The problem, as ever, is how far judges feel they can meddle in matters of social legislation. The great fiction, and one that judges of the common law tradition claim with almost dogmatic certainty, is that law is never made, nor should it be ever made, by judicial officers. Best leave that to the grubby wisdom of elected officials. Hence the problem of sovereignty. “It’s not a UK problem, the sovereignty issue affects every single country in Europe.” The fanciful notion in Britain, which has assumed the form of legal totemism, is that of the unwritten constitution and the omniscient judge. Such fanciful notions have not travelled well on the continent.
The Cameronians are hardly concerned with the legal niceties of Lord Judge. They see votes in this, and stirring the Anglophonic beast against Strasbourg is something they hope to do with electoral dividends. Cameron and company are hoping that the Liberal Democrats, with whom they have been in a tense coalition, will be reduced to a rump in the next elections, withering in the centre of a political no-man’s land. With an unshackled conservative government, Cameron promises to “chuck out of our country people who have no right to be here, who threaten our country.”
The ECHR is certainly on to what it sees as poisonous messages being spread in Britain as to what it does, or does not do.

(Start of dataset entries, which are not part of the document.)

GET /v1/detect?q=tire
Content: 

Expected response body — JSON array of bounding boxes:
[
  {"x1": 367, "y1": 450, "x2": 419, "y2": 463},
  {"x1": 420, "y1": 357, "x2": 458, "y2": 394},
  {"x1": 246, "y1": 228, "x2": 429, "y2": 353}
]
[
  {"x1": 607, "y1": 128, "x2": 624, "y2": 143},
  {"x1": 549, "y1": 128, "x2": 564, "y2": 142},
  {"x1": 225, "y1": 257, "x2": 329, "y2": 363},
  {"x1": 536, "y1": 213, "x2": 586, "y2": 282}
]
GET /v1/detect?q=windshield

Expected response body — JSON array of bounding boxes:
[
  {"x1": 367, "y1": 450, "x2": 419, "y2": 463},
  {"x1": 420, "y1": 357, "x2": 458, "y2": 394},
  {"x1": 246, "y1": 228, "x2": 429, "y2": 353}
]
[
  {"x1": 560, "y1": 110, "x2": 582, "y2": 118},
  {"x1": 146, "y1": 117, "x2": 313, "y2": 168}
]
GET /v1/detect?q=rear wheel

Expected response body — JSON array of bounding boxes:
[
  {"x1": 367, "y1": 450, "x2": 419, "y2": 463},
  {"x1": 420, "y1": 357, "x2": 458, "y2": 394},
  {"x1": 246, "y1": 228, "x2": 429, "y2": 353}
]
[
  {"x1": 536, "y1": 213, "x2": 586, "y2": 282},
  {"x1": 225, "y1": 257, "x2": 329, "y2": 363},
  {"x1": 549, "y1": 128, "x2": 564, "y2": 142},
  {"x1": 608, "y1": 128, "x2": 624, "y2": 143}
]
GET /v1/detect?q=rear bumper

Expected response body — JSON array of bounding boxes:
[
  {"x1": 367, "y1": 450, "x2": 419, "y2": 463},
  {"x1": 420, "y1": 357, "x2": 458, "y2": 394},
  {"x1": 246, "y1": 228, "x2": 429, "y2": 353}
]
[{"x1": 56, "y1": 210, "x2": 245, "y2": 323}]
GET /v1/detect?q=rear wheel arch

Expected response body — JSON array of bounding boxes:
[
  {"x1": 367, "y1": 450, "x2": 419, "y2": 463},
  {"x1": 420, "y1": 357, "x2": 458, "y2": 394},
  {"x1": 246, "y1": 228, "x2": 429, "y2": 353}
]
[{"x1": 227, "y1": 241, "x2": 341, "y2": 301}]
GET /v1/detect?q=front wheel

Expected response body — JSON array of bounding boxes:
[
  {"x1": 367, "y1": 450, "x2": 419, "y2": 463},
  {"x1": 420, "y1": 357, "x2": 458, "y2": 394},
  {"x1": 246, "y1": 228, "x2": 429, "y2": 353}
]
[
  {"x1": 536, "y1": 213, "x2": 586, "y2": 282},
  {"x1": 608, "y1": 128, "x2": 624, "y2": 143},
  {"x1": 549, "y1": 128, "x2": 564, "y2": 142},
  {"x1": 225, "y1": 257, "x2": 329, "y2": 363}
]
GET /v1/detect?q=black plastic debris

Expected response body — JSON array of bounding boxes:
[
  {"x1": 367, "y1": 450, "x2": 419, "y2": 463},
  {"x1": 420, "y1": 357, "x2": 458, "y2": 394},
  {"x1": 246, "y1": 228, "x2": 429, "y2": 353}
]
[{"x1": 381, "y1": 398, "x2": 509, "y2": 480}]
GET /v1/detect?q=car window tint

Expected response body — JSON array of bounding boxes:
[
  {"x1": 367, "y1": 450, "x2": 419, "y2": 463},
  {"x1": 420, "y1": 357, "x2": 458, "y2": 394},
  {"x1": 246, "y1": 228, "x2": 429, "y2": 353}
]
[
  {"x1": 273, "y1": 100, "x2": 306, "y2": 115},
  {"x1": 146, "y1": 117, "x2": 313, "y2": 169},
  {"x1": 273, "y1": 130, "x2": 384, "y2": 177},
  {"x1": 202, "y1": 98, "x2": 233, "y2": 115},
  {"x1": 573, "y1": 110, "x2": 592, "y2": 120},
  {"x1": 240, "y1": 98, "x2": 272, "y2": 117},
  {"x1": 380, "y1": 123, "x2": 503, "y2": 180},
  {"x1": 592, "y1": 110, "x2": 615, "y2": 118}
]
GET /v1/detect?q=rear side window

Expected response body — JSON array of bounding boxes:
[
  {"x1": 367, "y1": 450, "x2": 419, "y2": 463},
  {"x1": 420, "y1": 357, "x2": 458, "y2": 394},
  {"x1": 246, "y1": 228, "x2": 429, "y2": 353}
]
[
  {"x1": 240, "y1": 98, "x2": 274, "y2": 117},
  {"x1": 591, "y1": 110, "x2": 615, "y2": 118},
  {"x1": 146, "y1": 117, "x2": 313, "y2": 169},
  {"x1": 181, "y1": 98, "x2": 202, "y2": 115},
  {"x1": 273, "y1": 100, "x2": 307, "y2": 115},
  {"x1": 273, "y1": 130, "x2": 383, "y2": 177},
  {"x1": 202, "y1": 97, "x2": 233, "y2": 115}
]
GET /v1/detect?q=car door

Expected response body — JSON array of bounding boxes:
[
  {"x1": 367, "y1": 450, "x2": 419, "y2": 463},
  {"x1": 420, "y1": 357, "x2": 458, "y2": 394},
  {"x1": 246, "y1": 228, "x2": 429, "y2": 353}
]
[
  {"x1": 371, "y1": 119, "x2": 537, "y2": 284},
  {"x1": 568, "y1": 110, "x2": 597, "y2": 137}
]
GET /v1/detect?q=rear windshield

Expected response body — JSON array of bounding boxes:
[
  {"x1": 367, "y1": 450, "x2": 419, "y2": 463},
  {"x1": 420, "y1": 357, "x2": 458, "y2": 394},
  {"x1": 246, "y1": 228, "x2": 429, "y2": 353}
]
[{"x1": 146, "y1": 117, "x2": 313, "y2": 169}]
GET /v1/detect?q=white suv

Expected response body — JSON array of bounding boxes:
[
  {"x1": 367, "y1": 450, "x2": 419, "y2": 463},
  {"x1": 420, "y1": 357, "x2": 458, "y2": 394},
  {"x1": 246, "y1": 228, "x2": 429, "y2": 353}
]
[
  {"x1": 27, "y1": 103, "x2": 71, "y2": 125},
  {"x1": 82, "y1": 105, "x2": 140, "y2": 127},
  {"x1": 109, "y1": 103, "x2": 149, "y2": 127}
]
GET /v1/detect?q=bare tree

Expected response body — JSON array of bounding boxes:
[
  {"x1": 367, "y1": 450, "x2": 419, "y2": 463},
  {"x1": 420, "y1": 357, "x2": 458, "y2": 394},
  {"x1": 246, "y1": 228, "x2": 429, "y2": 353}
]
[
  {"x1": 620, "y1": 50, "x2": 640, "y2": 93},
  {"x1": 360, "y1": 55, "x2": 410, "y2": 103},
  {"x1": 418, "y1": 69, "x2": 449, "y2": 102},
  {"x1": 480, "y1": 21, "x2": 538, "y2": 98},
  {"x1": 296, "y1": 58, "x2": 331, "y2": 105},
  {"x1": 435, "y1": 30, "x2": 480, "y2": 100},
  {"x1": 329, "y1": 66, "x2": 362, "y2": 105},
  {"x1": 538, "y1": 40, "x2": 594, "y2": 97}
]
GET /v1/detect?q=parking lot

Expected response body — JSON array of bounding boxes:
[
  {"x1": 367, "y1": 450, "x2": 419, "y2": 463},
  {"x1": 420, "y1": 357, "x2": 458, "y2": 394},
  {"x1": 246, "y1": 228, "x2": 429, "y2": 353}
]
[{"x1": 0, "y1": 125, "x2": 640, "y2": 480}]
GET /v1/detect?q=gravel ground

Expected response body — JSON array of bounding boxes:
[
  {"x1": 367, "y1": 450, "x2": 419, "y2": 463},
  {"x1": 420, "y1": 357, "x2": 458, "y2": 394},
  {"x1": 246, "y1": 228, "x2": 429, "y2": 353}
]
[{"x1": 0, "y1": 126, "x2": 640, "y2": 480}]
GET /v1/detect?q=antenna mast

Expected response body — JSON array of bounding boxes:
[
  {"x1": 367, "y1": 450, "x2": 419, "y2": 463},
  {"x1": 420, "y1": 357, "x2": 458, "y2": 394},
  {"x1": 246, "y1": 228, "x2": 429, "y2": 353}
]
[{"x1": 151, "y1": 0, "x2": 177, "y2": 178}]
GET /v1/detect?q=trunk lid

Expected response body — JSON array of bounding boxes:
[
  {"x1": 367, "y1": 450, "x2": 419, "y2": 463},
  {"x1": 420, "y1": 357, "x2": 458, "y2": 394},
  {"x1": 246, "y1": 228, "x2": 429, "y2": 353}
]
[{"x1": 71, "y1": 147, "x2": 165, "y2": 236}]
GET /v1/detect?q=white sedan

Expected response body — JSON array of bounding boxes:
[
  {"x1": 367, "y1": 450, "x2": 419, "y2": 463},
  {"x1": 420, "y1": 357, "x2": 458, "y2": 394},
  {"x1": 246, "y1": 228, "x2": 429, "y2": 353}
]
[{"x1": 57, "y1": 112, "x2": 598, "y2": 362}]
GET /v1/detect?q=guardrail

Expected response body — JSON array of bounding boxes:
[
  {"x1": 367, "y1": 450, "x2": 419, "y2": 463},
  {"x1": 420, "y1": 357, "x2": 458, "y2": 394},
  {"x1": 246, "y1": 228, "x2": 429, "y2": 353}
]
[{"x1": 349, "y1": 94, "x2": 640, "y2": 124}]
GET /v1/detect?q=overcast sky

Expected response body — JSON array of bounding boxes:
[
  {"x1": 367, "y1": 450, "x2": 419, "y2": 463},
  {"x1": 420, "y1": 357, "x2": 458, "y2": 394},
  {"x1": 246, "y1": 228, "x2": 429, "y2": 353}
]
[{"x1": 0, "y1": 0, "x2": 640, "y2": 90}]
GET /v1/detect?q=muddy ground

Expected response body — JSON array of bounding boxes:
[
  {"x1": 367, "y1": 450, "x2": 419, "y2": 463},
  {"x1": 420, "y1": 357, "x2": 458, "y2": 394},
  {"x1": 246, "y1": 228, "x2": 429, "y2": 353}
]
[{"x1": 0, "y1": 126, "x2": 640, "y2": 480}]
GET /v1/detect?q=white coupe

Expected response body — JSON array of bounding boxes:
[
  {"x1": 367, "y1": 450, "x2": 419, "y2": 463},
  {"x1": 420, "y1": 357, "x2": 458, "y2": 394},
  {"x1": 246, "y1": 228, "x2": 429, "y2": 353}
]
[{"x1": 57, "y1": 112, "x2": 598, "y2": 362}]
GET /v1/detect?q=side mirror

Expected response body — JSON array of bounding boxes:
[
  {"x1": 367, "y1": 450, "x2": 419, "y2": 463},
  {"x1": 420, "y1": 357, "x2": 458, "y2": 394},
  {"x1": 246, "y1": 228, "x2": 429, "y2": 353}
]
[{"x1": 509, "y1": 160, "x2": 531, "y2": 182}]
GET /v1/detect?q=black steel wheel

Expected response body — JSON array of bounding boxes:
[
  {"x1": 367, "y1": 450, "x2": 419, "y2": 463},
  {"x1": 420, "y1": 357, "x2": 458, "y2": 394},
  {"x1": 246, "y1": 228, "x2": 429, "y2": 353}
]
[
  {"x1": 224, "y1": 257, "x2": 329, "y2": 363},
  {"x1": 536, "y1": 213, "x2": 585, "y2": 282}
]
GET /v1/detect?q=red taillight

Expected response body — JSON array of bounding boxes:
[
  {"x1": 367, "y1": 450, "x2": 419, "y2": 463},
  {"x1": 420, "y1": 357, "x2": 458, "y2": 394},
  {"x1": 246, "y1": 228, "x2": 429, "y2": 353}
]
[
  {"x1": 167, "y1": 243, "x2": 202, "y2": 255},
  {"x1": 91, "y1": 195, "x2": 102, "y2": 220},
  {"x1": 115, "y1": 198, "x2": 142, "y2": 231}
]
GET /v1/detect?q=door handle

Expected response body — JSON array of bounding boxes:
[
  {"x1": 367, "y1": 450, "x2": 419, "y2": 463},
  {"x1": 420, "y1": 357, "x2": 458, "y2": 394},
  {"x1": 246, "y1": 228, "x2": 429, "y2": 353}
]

In October, a statement issued by the registrar of the court and emailed to reporters claimed that the court was “concerned about the frequent misrepresentation of its activities in Britain” (Guardian, Oct 14). Particular attention was given to a rather glaring report in that paragon of British press virtue, The Daily Mail.
One case of discrepancy was the failure on the part of The Daily Mail to understand the difference between costs, damages and compensation. The paper alleged in October that 202 criminals had received “tax-payer funded payouts of £4.4m – an average of £22,000 a head.” Not only was the distinction missed in such cases as that of Douglas Vinter, who received costs, not compensation, but amounts. According to the registrar, some £1.7m in terms of compensation had been paid, rather than the much higher fee alleged by the paper.
The corollary of that is that other countries will beam with satisfaction that Britain, a country happy to dabble in the discourse of human rights but sometimes shabby about upholding it, is losing its legal nerve. According to Labour MP Sadiq Khan, this is already happening. Ukraine has jumped at the opportunity. If Britain can sneer at human rights, so can we.